UX Principle @ Slalom Consulting
Client: Visa, Inc.

INTRANET RE-DESIGN FROM THE GROUND UP

Designing Visa’s corporate intranet platform and content management system.

BACK

THE PROBLEM

Visa’s Corporate Communications team needed to replace InSite, their aging intranet portal, with a new platform that would be the primary communications channel for 8,000 employees across the organization. InSite 2.0 would allow for increased employment engagement and productivity by delivering more relevant content, allow for peer-to-peer communication and provide a channel for Visa employees to connect with management.

Previous version of Visa's intranet before the redesign.

THE APPROACH

My role as the UX team lead was to meet with the project sponsors and key stakeholders to understand their business vision and goals. I defined our team’s engagement methodology, project-resourcing model, project timeline and product roadmap. The entire project duration was nine months from design to deployment, where I lead the each of the following design phases:

  1. Stakeholder and User Research

  2. Information Architecture

  3. Interaction Design

  4. Visual Design

Interviews and storytelling
My team and I conducted 30 separate 1:1 interviews with both stakeholders and users. Our interview approach encouraged goal-oriented storytelling while avoiding leading questions. By doing this we learned:

  1. Current context. How employees use the intranet today and how it fits into their jobs and goals today.

  2. Domain Knowledge. What types of knowledge, experience, or training do employees need to be successful at their jobs.

  3. Goals and Motivations. What are employees trying to accomplish, how they are motivated, and how the new intranet help them accomplish their goals.

  4. Current Task and Activities. How the intranet helps to accomplish their tasks today and how it fails.

  5. Pain Points. What employees find frustrating.

  6. Future State Ideas. What expectations users have about the future state of the new intranet.

Organization based IA vs. task based IA
Visa’s intranet content was organized by departmental ownership. While this proved to be easy method for content authors to manage sites and pages, it wasn’t an intuitive model for employees to find what they were looking for.

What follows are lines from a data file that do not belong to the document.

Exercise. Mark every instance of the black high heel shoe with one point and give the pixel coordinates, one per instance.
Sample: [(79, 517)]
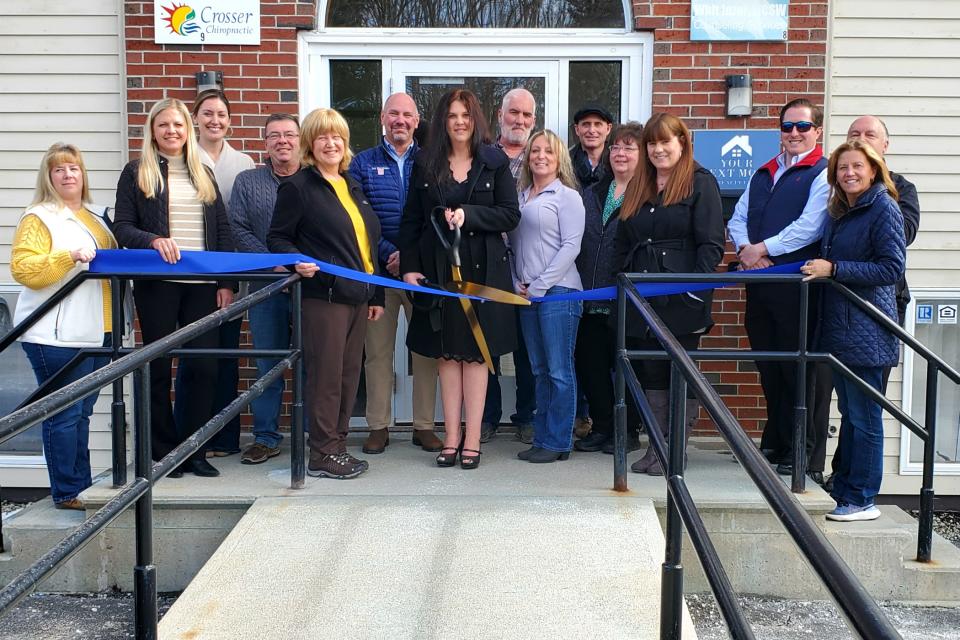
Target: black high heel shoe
[(448, 459), (469, 462), (545, 455)]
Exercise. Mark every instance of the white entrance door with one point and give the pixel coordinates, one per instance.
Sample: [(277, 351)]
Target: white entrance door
[(428, 79), (354, 70)]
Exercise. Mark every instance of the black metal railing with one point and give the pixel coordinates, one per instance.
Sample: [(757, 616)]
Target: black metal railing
[(861, 611), (147, 473)]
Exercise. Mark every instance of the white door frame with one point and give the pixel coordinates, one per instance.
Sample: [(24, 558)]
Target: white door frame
[(477, 52), (633, 50)]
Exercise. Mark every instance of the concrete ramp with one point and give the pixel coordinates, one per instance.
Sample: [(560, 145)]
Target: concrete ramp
[(431, 567)]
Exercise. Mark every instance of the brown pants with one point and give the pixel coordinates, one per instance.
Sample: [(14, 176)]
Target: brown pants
[(333, 349)]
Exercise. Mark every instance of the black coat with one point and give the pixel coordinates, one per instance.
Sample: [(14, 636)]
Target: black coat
[(139, 220), (685, 237), (491, 209), (909, 204), (597, 249), (309, 219)]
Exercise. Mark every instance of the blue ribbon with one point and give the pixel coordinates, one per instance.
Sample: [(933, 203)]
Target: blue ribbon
[(141, 261)]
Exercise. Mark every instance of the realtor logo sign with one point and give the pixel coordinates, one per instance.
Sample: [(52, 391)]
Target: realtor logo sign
[(206, 22), (734, 155)]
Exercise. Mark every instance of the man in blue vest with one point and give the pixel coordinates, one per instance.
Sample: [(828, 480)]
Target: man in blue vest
[(779, 219), (384, 173)]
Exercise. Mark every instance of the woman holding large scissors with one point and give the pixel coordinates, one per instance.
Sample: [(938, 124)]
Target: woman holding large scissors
[(460, 186)]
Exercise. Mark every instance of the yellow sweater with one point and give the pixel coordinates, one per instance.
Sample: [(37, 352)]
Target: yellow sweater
[(34, 265), (359, 228)]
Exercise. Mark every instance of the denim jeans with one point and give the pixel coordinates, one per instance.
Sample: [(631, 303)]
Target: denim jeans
[(550, 333), (270, 326), (66, 436), (859, 471)]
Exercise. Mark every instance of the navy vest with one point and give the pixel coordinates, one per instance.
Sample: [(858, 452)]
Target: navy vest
[(772, 207)]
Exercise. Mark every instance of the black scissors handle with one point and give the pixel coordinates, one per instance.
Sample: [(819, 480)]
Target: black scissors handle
[(452, 247)]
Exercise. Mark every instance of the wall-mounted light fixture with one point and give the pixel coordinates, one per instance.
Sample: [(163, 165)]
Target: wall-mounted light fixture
[(739, 95), (209, 80)]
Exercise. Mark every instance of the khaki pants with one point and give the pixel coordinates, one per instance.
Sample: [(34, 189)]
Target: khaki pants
[(380, 343)]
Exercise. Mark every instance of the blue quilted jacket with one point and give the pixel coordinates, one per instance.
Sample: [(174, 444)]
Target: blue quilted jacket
[(386, 189), (867, 245)]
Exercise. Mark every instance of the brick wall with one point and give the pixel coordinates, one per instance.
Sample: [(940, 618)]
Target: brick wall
[(258, 80), (688, 81)]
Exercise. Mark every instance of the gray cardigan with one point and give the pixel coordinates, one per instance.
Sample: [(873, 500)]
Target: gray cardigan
[(547, 241)]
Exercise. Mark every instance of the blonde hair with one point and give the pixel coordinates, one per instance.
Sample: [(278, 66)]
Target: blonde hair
[(838, 205), (564, 165), (317, 123), (149, 178), (58, 153), (642, 188)]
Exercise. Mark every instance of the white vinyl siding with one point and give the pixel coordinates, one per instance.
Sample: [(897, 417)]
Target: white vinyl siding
[(901, 61), (61, 80)]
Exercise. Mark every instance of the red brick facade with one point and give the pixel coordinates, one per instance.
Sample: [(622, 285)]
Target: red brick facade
[(688, 81)]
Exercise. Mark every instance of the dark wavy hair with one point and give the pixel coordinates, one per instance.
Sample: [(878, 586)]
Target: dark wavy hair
[(438, 140)]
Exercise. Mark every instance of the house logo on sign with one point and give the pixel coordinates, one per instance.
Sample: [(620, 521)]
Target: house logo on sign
[(736, 147), (947, 314)]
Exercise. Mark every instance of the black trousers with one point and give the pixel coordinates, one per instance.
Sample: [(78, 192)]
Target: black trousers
[(163, 307), (772, 322), (594, 362)]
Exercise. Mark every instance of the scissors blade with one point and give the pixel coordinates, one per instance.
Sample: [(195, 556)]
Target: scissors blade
[(477, 331), (483, 291)]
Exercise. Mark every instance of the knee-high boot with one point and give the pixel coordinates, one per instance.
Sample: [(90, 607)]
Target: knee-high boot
[(660, 404)]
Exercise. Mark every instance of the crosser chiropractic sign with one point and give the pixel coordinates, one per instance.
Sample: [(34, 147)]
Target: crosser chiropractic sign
[(206, 21)]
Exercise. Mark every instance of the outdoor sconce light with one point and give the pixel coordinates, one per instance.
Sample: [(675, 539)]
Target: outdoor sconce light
[(739, 95), (209, 80)]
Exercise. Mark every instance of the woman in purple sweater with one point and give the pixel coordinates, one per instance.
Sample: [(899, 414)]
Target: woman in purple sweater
[(546, 246)]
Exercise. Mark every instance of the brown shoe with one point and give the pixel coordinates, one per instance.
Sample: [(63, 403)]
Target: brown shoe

I lead and conducted ten open card-sort sessions with various focus groups of 4-8 employees based on our user personas and developed a task-based model for the entire site based on the patterns and findings from the IA sessions.

Visa employees participating in an open card sorting session for the Intranet redesign.

Design sessions and whiteboards
During the iterative design phases of the project, I setup a twice-weekly recurring series of design sessions with both stakeholders and project team members. Given the tight project timeline, I wanted to create opportunities for active collaboration amongst cross-functional team members and stakeholders, while allowing the design team to regularly present and share iterations of their design artifacts such as site maps, wireframes, and visual design mockups.

Each three-hour design session centered around whiteboards that I prepared prior the session.  I met with my design team to determine the agenda and topics for the session, then prepared the boards with illustrations and UI layouts up for discussed during the meeting. Open questions and assumptions from either the design or technical teams were also captured and addressed collaboratively.

Whiteboards prepared for facilitated design session at Visa, Inc.

Interaction design and wireframes
My team and I delivered lo-fidelity wireframes that captured interaction design details and functional requirements for every interface we designed. I worked with the interaction designers on the team and provide the initial conceptual design for each interface and then continued to work with the team to iterate and refine the designs. Regular facilitated reviews with both stakeholders and developers ensured that our wireframes and specifications met the requirements and were technically feasible.

Lo-fidelty wireframe created for the InSite Homepage.

Art direction and visual design
In parallel to managing the interaction designers on the team, I also worked directly with our visual designer to develop a visual style and detailed designs based on the concepts and functionality expressed in the wireframes.

THE RESULT

We successfully delivered the new intranet on time and within budget that addressed the needs of both the stakeholders and Visa employees.

THE IMPACT

Visa’s new intranet consists of a new task-based information architecture, a homepage layout that puts emphasis on targeted content based on the employee’s location, the ability for users to personalize their tools and links and social features allowing employees to engage in peer-to-peer communication.